I briefly wondered how Iida lived. He told me he was thirty and been living in San Fransisco for ten years. I wonder what had drove him to move here from his home in Japan. I could hear his accent but it wasn't too thick. He was very fluent English. I kind of wished he would have hung out with me today.

The shower water was getting cold so I shut it off and stepped out. I lavished my legs in vanilla lotion before going to bed. The large comforter was soft and reminded me of when I was very very little. I wouldn't trade that feeling for the world. My dreams were filled with unfamiliar faces that I had met ages ago and feelings of confusion and wonder. 

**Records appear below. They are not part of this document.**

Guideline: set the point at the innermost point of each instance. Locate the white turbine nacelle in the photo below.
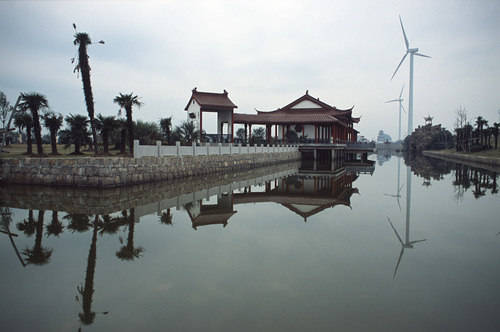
(412, 52)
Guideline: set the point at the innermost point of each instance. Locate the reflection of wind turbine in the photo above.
(398, 195)
(407, 243)
(400, 107)
(412, 52)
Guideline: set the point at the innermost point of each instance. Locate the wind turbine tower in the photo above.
(412, 52)
(400, 107)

When I woke up I outstretched my limbs. The morning sunshine hit my face gently and made me smile. For breakfast I ate leftover pizza and a glass of milk. I worked out and watched tv and wrote down my thoughts. The cactuses that sat on my window-sill needed water, so I gave it to them. I cleaned my room as well. All before ten. 

I sighed, satisfied with my morning. I wondered how tomorrows morning would go, and if I would see Iida again. I sort of hoped that I would. I wanted to be his friends, since I didn't have any here and he seemed so uptight he probably didn't either. On Monday morning I'll have to see if he's there. And then we can talk.